Sixth, when it comes to the treatment of gender dysphoria, there is no miracle drug that can make it go away. The only ways of treating gender dysphoria that has been shown repeatedly to reduce it to a point that it is more easily managed is to go on HRT (Hormone Replacement Therapy) if the person is healthy enough to do so. When cross sex hormones are given to someone who suffers from gender dysphoria, they tend to experience a huge amount of relief from the dysphoria which is why it is so much easier to manage. It has been shown that trying the opposite, giving them hormones that are more in line with their birth sex, tends to make the dysphoria significantly worse, causing extreme mental anguish. All that in mind, HRT is not a miracle cure. The transgender individual will still have to deal with flare-ups of their dysphoria from time to time just as people who are antidepressants have to deal with flare-ups of their depression occasionally.

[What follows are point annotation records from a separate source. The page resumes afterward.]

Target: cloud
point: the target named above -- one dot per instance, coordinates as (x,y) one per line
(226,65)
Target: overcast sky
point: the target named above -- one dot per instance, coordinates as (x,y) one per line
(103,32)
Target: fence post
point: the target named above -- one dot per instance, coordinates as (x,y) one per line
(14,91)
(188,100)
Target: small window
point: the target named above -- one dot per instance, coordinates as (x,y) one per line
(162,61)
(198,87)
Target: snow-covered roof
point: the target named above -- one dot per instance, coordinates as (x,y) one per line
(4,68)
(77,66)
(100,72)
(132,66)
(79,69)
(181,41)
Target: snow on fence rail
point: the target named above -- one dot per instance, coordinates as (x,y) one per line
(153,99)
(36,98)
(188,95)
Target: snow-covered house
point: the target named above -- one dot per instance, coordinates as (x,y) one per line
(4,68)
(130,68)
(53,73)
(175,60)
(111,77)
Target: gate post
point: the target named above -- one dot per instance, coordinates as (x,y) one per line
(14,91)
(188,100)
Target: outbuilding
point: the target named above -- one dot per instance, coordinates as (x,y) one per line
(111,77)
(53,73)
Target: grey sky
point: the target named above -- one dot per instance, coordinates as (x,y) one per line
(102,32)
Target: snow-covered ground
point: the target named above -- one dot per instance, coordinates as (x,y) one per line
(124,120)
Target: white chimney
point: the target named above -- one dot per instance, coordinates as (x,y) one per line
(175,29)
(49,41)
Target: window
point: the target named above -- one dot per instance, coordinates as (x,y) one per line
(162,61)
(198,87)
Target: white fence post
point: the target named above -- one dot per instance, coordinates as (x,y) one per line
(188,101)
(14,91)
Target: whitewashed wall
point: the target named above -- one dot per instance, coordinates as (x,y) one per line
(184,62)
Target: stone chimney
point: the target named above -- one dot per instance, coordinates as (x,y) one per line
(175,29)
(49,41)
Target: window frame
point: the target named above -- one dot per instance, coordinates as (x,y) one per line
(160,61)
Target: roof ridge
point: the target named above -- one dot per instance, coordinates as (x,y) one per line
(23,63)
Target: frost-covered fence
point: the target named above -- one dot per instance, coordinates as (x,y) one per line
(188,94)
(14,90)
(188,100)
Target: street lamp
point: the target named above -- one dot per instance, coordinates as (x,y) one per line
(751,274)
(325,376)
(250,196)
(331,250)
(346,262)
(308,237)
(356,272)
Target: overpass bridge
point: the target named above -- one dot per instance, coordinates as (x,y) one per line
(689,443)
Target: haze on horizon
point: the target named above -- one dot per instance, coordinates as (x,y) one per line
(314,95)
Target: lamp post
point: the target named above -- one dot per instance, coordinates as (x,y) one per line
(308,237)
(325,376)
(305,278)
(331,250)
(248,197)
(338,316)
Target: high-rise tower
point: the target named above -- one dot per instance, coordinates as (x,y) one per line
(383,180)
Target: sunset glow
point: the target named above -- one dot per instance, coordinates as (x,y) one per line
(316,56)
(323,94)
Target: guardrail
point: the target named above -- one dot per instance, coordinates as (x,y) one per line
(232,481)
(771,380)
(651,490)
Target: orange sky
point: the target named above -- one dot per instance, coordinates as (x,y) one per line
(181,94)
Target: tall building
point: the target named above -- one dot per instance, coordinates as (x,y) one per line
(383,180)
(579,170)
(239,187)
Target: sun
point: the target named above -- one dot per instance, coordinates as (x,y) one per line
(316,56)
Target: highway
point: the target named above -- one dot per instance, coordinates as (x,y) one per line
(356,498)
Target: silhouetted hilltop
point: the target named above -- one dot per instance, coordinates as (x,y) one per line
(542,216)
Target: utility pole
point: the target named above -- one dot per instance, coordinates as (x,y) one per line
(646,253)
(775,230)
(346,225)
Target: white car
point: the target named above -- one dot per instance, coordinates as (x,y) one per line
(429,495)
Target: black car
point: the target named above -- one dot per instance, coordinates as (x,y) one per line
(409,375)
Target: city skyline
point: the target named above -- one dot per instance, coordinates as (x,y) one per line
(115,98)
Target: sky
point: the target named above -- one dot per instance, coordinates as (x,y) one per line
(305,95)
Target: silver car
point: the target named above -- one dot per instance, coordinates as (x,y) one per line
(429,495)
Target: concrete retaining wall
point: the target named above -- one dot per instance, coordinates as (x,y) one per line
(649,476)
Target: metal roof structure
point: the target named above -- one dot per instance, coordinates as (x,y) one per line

Seventh, if the transgender individual has started HRT, please be patient with them. They are having to learn to adjust to the emotional effects of the hormones they are on and that takes time. Basically, they are going through a second puberty. Transmen have to learn to control the more violent emotions that testosterone tends to bring out as well as a significant increase to their sex drives all the while, their bodies are changing to a more masculine appearance. Transwomen, on the other hand, tend to become more emotional when it comes to the plethora of other emotions that are out there. A video of a kitten who was abandoned but was found by a kind human who takes it in and raises it to be a happy cat can easily make a transwoman first cry from sadness for what the poor kitten has gone through, before making them weep with joy at the happy ending and the beauty of the story. They are along for the ride on an emotional roller coaster until they adjust to the physical changes that are occurring in their bodies. Some experience a monthly (between 24 to 32 day cycles) hormonal period (that is between 3 to 6 days long) that (other than the lack of bleeding due to the lack of uterus) affects them in the same ways it affects cisgender women, that can include cramps, bloating, acne, tender breasts, extreme increases to appetite, nausea, diarrhea, constipation, lower back pain, fatigue, and extreme mood swings to varying degrees. These periods vary from woman to woman in length, symptoms and intensities, just like they do with cisgender women.
Eighth, it is actually kind of rude to ask the number one questions that most people ask which is “So, are you going to get THE surgery?” or “Have you had THE surgery?” It is none of your business what is going on in their pants unless you are in an intimate relationship the them. So please, let them have their privacy in this regard, if they want you to know, they will let you know.
So please, if someone who is transgender does come out to you, or has come out to you recently, keep these things in mind. They have been through a lot, are going through a lot, and are going to go through a lot. They need your love and support instead of your harsh words and rejection of their experiences. To my knowledge, there are no transgender people who wanted to be trans, they didn’t ask for it but, once they come to terms with what they are, they can at least try to make the best of it and the more support they have, the better. You don’t have to understand it, nor do you have to agree with it, to be loving, supportive, and respectful of their identity.